Ancienne vice-présidente principale de l’institution, Tshabalala a officialisé sa candidature avec le soutien de l’Afrique du Sud, s’éloignant ainsi du consensus régional préconisé par la Communauté de développement de l’Afrique australe (SADC), qui avait désigné le Zambien Samuel Munzele Maimbo comme candidat unique.

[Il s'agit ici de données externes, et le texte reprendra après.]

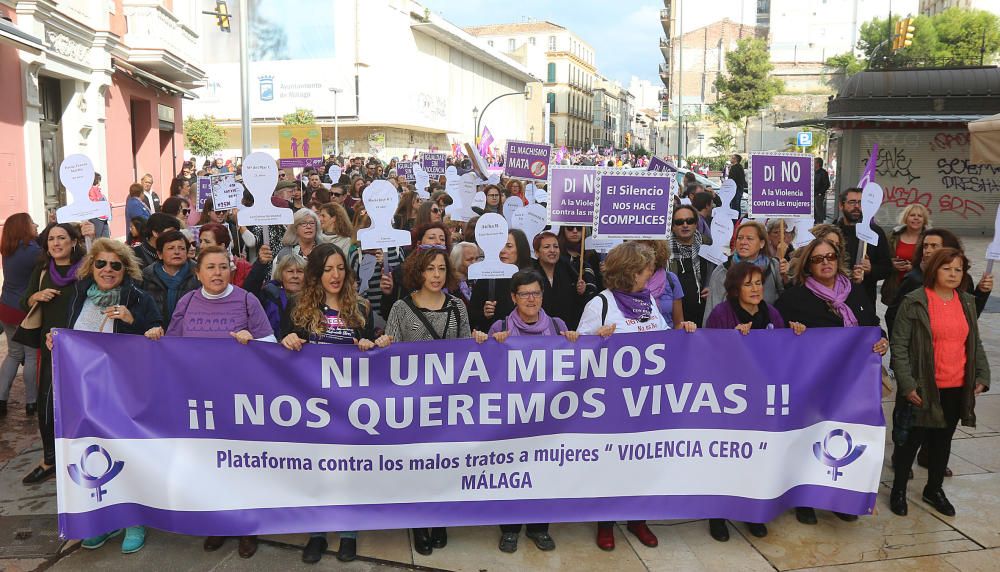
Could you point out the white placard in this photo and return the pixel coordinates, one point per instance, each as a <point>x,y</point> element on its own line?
<point>531,220</point>
<point>260,175</point>
<point>381,199</point>
<point>871,200</point>
<point>76,173</point>
<point>226,192</point>
<point>491,236</point>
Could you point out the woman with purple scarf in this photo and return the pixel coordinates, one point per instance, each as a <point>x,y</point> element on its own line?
<point>825,297</point>
<point>626,306</point>
<point>49,287</point>
<point>528,319</point>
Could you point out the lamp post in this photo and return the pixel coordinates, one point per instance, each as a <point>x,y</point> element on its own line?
<point>336,121</point>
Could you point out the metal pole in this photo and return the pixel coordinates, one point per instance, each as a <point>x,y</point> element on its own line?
<point>245,77</point>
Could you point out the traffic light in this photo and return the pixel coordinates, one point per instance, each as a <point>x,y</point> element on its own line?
<point>222,15</point>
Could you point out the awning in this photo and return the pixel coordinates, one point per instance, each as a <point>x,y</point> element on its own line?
<point>985,140</point>
<point>11,34</point>
<point>150,80</point>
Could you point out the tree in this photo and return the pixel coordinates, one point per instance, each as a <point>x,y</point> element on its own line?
<point>747,87</point>
<point>203,137</point>
<point>299,117</point>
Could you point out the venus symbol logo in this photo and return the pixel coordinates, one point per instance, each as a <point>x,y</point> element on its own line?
<point>82,476</point>
<point>851,454</point>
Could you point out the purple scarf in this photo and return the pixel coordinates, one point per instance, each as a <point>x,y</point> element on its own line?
<point>634,305</point>
<point>519,327</point>
<point>60,280</point>
<point>836,297</point>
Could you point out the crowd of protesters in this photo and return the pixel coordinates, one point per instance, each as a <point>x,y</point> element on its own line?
<point>300,285</point>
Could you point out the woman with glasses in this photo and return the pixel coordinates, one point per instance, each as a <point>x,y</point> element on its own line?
<point>825,297</point>
<point>428,313</point>
<point>107,298</point>
<point>490,299</point>
<point>528,319</point>
<point>691,269</point>
<point>626,306</point>
<point>940,367</point>
<point>751,239</point>
<point>329,311</point>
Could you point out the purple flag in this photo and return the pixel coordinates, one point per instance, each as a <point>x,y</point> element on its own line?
<point>538,429</point>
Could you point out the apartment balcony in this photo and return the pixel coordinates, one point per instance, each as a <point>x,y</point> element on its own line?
<point>160,43</point>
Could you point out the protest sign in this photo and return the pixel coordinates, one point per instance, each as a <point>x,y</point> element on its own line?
<point>76,173</point>
<point>781,185</point>
<point>538,429</point>
<point>300,146</point>
<point>632,205</point>
<point>381,199</point>
<point>226,192</point>
<point>528,161</point>
<point>260,176</point>
<point>491,236</point>
<point>660,166</point>
<point>434,164</point>
<point>871,200</point>
<point>404,169</point>
<point>204,191</point>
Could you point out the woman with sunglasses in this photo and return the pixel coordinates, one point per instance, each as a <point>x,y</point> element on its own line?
<point>490,299</point>
<point>49,287</point>
<point>751,241</point>
<point>626,306</point>
<point>329,311</point>
<point>691,269</point>
<point>429,313</point>
<point>107,298</point>
<point>825,297</point>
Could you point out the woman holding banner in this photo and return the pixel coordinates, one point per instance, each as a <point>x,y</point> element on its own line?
<point>107,298</point>
<point>329,311</point>
<point>825,297</point>
<point>528,319</point>
<point>491,298</point>
<point>751,240</point>
<point>429,314</point>
<point>49,288</point>
<point>626,306</point>
<point>940,367</point>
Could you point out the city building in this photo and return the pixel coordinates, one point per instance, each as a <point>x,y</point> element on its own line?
<point>105,79</point>
<point>566,65</point>
<point>382,77</point>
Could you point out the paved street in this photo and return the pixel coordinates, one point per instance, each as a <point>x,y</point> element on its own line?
<point>923,541</point>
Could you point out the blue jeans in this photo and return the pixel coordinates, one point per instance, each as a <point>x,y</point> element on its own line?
<point>17,355</point>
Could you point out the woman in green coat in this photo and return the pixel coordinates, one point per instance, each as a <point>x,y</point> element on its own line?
<point>940,367</point>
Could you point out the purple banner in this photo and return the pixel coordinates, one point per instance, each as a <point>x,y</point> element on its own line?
<point>528,161</point>
<point>571,195</point>
<point>781,185</point>
<point>434,164</point>
<point>538,429</point>
<point>632,204</point>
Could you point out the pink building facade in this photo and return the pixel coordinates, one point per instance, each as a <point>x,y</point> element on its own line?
<point>106,79</point>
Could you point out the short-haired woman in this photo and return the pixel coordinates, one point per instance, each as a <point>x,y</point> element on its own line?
<point>940,368</point>
<point>20,252</point>
<point>107,298</point>
<point>626,306</point>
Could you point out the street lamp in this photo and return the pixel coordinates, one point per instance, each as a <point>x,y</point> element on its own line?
<point>336,121</point>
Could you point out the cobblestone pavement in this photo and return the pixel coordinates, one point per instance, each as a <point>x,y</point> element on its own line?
<point>924,540</point>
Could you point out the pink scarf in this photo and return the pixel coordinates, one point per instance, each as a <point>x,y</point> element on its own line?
<point>836,297</point>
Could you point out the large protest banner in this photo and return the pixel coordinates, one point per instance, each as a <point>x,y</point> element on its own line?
<point>208,437</point>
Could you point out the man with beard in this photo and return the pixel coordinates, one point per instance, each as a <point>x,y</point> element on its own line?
<point>878,264</point>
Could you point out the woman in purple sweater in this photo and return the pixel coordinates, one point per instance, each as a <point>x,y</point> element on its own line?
<point>743,310</point>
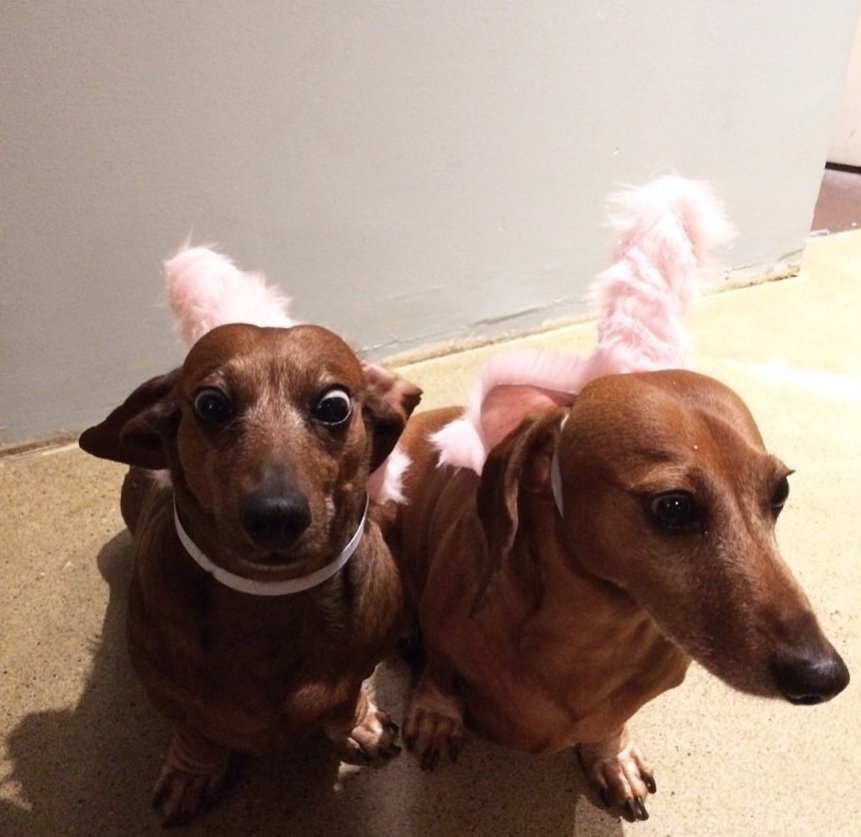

En rompant l’unité de vote au sein de la SADC, l’Afrique du Sud, influente avec plus de 5 % des droits de vote, modifie le paysage électoral. Bien que son expérience au sein de la BAD lui confère une continuité par rapport aux mandats d’Akinwumi Adesina, certains actionnaires pourraient favoriser un candidat de rupture.
Elle se distingue néanmoins comme la seule femme dans cette compétition, une position qui pourrait jouer en sa faveur dans un contexte où la BAD n’a jamais été dirigée par une femme.
Ousmane Kane : un profil technique en manque de soutien
Ousmane Kane, ancien ministre mauritanien, et Samuel Maimbo, banquier zambien expérimenté, complètent la liste des candidats. Fort d’une expérience notable de quinze ans au sein de cette institution et d’un parcours académique prestigieux, Kane a occupé plusieurs postes clés à la BAD, mettant en avant ses compétences en leadership et sa vision pour un développement inclusif.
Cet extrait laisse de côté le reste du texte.